The system was experiencing some wind shear out of the north, but conditions were otherwise supportive of intensification. August 13 saw the naming of Tropical Storm Gert when the system lay well east of the Florida coastline and was turning toward the north. The inner core structure improved considerably that night and into August 14. The first hints of an eye appeared that afternoon, and Gert was upgraded to a hurricane that night. The cyclone then began to feel the influence of a frontal system moving off of the U.S. east coast, and turned northeast on August 15, accelerating as it did so. Even as it gained latitude, Gert still took advantage of warm Gulf Stream waters to continue strengthening. A compact eye feature became apparent on both visible and satellite imagery by the morning of the 16th.

As of 11:00 am EDT on August 16, 2017, Hurricane Gert had maximum winds of 90 mph, a central pressure of 975 mb and was moving to the northeast at 25 mph.

Monday, August 7, 2017

Hurricane Franklin (2017)

Storm Active: August 6-10

Towards the end of July, a tropical wave tracked westward across the central Atlantic, showing some potential for development as it produced scattered showers and thunderstorms. Dry air and deteriorating atmospheric conditions stifled this potential by the time August had begun. Nevertheless, the tropical wave continued into the Caribbean. Significant convection flared up near the system on August 3 when it was located in the eastern Caribbean, and surface pressures began to slowly decline in the area. For the next day or two, however, it was contending with very high wind shear, and was unable to organize much. This changed early on August 5, when thunderstorm activity concentrated near its nascent circulation. Meanwhile, shear began to decline, allowing the system to take advantage of quite warm sea water. Late on August 6, Tropical Storm Franklin was named northeast of Honduras.
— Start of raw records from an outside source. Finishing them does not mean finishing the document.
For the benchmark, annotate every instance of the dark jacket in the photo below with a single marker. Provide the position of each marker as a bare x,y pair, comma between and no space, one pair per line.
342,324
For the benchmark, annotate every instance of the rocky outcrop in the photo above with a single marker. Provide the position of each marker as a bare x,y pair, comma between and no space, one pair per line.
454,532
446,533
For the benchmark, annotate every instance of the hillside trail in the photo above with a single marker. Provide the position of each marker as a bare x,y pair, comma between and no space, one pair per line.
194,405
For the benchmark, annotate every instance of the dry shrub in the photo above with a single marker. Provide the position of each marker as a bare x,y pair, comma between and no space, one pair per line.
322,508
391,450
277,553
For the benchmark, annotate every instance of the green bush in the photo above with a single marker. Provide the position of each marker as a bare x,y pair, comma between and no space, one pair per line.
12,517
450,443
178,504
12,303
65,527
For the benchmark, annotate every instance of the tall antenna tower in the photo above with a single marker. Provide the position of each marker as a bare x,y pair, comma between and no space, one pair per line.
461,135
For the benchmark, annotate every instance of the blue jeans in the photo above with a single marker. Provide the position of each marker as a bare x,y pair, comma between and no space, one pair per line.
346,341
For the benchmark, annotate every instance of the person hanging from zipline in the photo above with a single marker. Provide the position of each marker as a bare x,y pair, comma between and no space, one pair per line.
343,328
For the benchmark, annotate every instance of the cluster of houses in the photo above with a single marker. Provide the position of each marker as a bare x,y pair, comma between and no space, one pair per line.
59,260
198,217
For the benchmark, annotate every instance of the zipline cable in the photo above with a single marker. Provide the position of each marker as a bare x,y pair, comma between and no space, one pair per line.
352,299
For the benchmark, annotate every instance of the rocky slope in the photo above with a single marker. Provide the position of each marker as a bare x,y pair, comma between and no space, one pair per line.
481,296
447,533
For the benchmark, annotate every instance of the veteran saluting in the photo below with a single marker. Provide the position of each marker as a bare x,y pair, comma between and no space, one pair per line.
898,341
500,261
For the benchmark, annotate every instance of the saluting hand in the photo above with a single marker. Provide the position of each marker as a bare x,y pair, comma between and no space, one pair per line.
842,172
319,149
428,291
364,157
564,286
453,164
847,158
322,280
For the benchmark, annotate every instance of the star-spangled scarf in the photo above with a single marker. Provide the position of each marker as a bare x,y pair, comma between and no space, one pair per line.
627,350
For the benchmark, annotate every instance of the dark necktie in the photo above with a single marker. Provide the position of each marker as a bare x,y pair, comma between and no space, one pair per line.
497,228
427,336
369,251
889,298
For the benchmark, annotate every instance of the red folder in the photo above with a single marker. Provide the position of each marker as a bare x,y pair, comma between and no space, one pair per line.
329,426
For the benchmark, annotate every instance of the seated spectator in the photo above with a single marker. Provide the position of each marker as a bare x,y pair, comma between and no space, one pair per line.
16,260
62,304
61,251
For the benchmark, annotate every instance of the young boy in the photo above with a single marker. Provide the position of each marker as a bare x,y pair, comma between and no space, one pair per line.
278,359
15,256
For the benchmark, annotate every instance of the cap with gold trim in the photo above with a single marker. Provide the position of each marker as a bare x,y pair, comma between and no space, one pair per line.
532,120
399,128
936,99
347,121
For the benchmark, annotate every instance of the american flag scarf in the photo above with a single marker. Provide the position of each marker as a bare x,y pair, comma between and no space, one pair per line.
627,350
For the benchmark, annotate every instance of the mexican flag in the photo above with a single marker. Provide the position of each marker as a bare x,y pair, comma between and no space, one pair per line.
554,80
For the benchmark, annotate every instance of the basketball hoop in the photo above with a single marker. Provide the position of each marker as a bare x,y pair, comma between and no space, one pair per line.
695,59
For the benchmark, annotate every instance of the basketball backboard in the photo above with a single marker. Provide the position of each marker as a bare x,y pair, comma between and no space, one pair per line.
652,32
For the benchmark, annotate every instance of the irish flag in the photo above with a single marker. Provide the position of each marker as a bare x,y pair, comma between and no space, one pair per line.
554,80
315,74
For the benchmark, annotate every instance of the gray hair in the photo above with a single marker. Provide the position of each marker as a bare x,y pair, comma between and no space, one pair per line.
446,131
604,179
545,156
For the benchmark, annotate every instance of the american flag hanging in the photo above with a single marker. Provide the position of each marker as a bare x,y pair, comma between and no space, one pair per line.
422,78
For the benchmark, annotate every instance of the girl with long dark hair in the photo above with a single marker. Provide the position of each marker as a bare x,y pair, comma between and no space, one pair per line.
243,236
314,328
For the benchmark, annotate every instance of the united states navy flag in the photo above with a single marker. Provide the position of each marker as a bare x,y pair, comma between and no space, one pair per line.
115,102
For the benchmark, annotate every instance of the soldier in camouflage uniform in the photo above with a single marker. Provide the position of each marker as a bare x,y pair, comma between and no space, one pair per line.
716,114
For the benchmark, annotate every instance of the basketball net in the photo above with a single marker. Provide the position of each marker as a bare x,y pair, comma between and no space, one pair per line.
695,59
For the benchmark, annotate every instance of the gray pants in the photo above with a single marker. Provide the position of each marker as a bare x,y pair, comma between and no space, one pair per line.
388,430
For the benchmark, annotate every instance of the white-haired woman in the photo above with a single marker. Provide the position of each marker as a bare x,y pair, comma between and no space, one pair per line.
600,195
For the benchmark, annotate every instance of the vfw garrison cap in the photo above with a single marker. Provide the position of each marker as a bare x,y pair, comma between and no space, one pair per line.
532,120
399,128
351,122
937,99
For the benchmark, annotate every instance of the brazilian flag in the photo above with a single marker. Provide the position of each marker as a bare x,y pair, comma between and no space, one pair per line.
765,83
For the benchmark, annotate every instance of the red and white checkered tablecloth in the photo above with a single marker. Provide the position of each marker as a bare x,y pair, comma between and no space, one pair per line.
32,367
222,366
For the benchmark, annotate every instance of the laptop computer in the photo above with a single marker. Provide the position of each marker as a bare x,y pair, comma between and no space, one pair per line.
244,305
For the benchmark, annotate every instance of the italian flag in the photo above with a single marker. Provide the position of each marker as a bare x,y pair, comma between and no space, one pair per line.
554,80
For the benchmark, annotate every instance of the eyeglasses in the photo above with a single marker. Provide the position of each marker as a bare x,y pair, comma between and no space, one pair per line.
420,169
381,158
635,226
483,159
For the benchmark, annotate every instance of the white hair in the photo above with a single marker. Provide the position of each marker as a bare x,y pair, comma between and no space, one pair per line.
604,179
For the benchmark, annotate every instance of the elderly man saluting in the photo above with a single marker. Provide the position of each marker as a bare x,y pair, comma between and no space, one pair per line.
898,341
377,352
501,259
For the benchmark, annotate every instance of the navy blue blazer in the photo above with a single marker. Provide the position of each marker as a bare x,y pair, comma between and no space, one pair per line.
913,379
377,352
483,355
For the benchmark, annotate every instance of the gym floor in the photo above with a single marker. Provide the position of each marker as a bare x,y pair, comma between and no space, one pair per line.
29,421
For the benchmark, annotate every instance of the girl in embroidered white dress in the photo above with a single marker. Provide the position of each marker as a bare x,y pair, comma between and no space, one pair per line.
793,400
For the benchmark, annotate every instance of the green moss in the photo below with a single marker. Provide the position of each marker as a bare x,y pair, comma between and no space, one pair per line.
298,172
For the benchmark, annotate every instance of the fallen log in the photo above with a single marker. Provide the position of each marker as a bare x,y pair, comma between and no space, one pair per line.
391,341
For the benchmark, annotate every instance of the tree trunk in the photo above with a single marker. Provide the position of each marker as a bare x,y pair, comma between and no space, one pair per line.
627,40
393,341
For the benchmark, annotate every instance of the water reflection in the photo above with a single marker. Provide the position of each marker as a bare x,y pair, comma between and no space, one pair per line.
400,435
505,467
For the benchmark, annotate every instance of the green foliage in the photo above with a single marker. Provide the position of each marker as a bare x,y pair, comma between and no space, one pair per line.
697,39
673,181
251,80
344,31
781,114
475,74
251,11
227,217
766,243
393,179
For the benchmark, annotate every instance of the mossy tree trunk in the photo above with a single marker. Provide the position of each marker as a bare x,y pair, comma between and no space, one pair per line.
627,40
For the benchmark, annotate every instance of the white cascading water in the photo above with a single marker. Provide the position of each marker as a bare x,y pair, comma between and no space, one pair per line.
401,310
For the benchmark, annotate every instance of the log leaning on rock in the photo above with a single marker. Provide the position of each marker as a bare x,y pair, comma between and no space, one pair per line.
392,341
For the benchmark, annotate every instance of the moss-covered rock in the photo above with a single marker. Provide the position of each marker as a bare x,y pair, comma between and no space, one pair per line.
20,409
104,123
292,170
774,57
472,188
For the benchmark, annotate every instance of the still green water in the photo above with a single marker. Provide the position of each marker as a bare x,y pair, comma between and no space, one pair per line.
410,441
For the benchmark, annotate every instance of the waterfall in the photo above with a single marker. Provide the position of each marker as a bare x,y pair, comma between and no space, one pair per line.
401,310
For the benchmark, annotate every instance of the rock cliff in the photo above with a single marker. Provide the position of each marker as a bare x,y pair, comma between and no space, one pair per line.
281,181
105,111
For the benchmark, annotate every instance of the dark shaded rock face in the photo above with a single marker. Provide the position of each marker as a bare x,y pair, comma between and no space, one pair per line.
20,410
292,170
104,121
Franklin's environment steered it steadily west-northwest the following day. Its banding features steadily improved, resulting in steady strengthening. By that afternoon, its sustained winds had increased to 60 mph and its pressure had dropped to 999 mb. However, dry air infiltrated the circulation from the south that evening, weakening thunderstorm activity near the center and preventing additional intensification before Franklin made landfall that evening in the Yucatan Peninsula. The cyclone weakened over land into August 8, but the low-lying land did not disrupt the core much, and the system remained well-organized. Late in the afternoon, the center of circulation emerged over the Bay of Campeche and assumed a more westward trajectory. Strong outer bounds quickly formed and Franklin's core also quickly improved over the very warm ocean water. The following day saw the system intensify from a minimal tropical storm to a category 1 hurricane by the afternoon of August 9. It strengthened a bit further to its peak intensity of 85 mph winds and a pressure of 981 mb before making landfall in Mexico. Franklin's decay was swift over the mountainous terrain, and it dissipated by late morning on August 10.

The remnants of Franklin crossed over into the eastern Pacific Ocean over the next day and quickly reorganized over water. Late on August 11, they regenerated into a tropical storm. Since the system dissipated before reforming in another basin, it received a separate name from the Eastern Pacific name list: Jova.

The above image shows Hurricane Franklin at peak intensity just before landfall in Mexico.

Franklin strengthened quickly over the warm waters of the Bay of Campeche.